Awaria prądu w szpitalu na Banacha w Warszawie
W miniony czwartek w szpitalu na Banacha w Warszawie doszło do nagłej awarii instalacji elektrycznej, co skutkowało koniecznością korzystania z prądu zasilanego przez agregaty prądotwórcze.
Przyczyną wyłączenia zasilania było wewnętrzne uszkodzenie instalacji szpitalnej, a nie problem z siecią Stoen Operator. Jednocześnie zapewniono, że wszyscy klienci korzystający z usług Stoen Operator mieli zapewnione regularne dostawy prądu.
Reporter tvnwarszawa.pl, Mateusz Szmelter, który był na miejscu zdarzenia, opisał, że z ulicy Banacha widoczne były ciemne okna w całym obiekcie, a w niektórych miejscach światło było przygaszone. W relacji z wydarzenia wspomniał również o salach, w których wszystkie światła świeciły się normalnie. Szmelter podkreślił, że mimo trudnej sytuacji, pacjenci byli bezpieczni.
Aby uzyskać więcej informacji na temat sytuacji, dziennikarze TVN24 skontaktowali się z biurem prasowym Uniwersyteckiego Centrum Klinicznego Warszawskiego Uniwersytetu Medycznego. Barbara Mietkowska z biura prasowego placówki potwierdziła wystąpienie usterki w instalacji elektrycznej, ale jednocześnie zapewniła, że szpital posiadał działające agregaty prądotwórcze zasilane paliwem, co gwarantowało bezpieczeństwo wszystkich pacjentów. Podkreśliła również, że sytuacja nie stwarzała żadnego zagrożenia.
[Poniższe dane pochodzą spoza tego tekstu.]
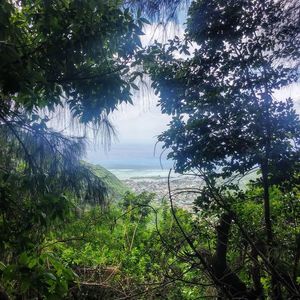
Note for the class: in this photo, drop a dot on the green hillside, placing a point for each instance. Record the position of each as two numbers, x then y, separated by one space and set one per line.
116 188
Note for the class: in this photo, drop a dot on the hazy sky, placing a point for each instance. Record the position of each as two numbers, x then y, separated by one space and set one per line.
139 125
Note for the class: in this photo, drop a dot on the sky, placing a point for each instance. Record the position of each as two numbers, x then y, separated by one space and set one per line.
138 125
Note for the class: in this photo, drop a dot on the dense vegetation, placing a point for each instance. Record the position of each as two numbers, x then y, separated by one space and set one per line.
60 237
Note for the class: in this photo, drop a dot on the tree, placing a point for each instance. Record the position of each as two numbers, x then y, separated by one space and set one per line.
226 121
73 54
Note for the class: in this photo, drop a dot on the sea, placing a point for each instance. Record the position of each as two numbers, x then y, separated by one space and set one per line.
133 161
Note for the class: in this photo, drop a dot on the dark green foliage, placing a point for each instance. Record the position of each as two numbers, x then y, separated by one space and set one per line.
74 54
226 123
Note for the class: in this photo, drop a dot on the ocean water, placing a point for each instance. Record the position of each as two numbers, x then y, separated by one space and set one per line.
140 173
133 161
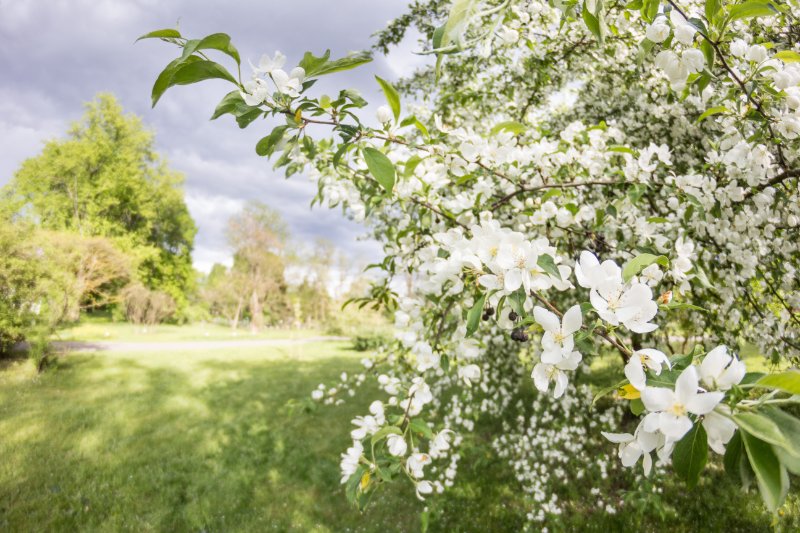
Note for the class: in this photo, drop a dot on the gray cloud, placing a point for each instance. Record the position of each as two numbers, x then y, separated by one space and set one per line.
57 54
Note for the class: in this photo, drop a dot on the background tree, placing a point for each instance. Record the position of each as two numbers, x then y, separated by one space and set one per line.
222 291
105 179
258 236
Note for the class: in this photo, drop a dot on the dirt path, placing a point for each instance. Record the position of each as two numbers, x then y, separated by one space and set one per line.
115 346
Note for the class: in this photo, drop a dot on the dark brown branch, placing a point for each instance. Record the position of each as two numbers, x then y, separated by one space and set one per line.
507 198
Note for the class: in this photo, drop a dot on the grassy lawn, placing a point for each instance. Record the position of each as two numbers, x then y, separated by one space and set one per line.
220 441
180 442
102 329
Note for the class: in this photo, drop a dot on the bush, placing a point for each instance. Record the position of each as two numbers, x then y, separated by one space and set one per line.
145 306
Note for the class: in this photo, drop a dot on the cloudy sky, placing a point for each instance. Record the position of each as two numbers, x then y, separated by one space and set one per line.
57 54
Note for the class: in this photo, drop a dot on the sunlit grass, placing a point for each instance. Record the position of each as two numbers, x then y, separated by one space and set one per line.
223 441
105 330
179 442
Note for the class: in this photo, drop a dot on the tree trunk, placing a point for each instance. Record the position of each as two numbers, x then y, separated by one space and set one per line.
256 315
235 319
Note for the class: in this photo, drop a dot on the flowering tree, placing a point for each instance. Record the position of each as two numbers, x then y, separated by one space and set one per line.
571 179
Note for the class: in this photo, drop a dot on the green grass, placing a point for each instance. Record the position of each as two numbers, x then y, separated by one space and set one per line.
221 441
180 442
102 329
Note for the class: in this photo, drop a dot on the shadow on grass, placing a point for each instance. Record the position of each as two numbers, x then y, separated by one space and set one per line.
216 444
120 446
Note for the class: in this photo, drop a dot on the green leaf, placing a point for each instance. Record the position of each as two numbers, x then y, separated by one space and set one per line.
640 262
385 432
215 41
787 381
753 9
457 21
773 481
184 71
266 146
548 264
168 33
787 56
733 455
649 9
411 165
711 9
318 66
392 96
636 406
712 111
761 427
514 127
474 315
608 390
593 23
690 455
380 167
789 427
418 425
709 54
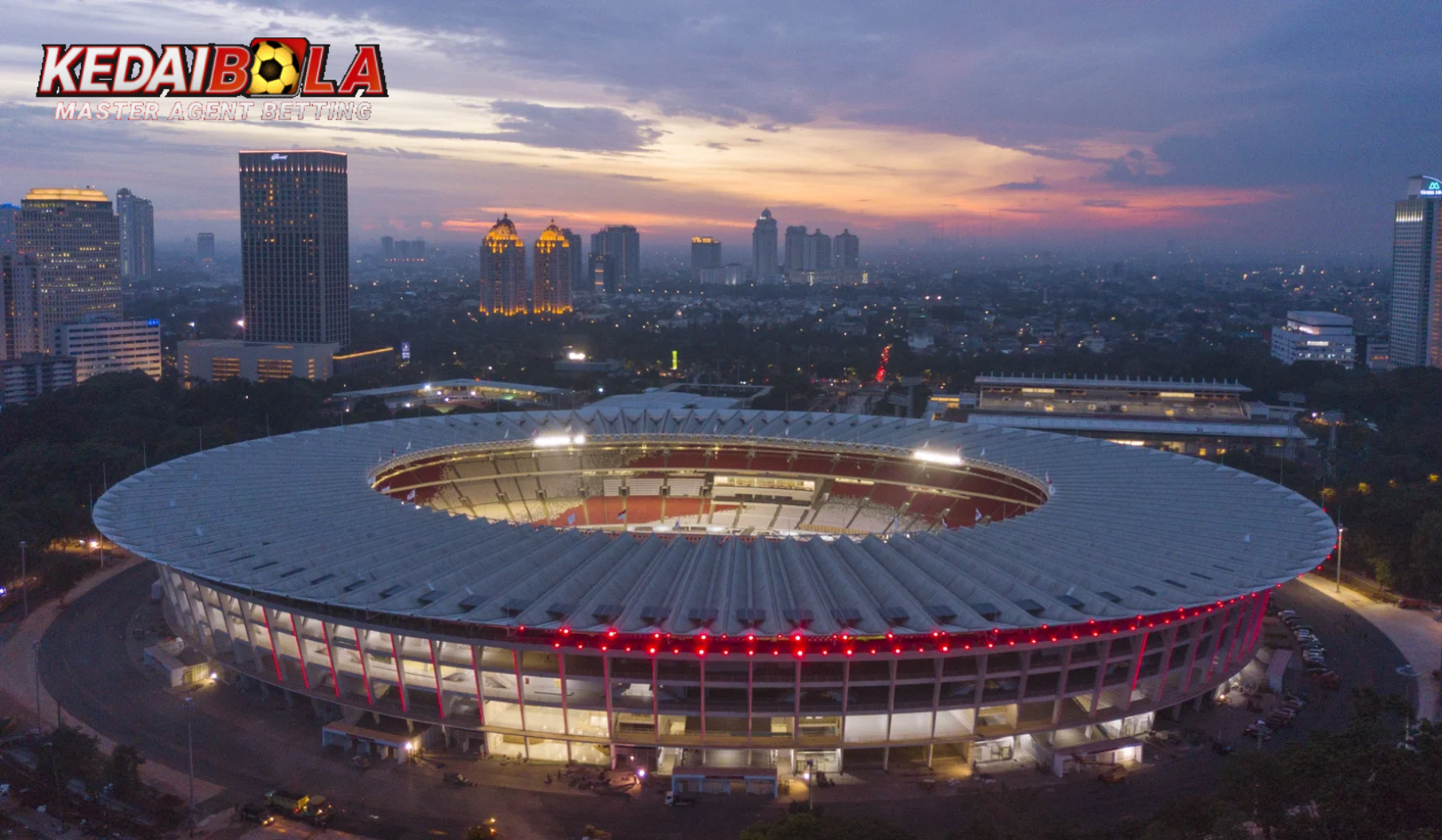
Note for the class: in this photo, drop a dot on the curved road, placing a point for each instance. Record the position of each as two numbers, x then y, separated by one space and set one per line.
250 745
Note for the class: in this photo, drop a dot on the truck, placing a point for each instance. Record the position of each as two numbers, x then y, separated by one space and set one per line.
310 809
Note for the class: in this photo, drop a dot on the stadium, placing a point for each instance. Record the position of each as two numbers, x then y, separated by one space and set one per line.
728 596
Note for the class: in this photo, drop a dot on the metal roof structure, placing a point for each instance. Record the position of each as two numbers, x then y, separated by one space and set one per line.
1125 532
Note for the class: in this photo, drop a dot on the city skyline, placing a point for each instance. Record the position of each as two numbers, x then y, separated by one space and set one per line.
1133 129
W piątek rano Barbara Mietkowska poinformowała, że szpital odzyskał pełne zasilanie, co oznacza, że wszelkie problemy z dostawą prądu zostały skutecznie naprawione. Warto podkreślić, że szybka i skuteczna reakcja personelu medycznego oraz zastosowanie agregatów prądotwórczych przyczyniły się do utrzymania bezpieczeństwa pacjentów podczas awarii.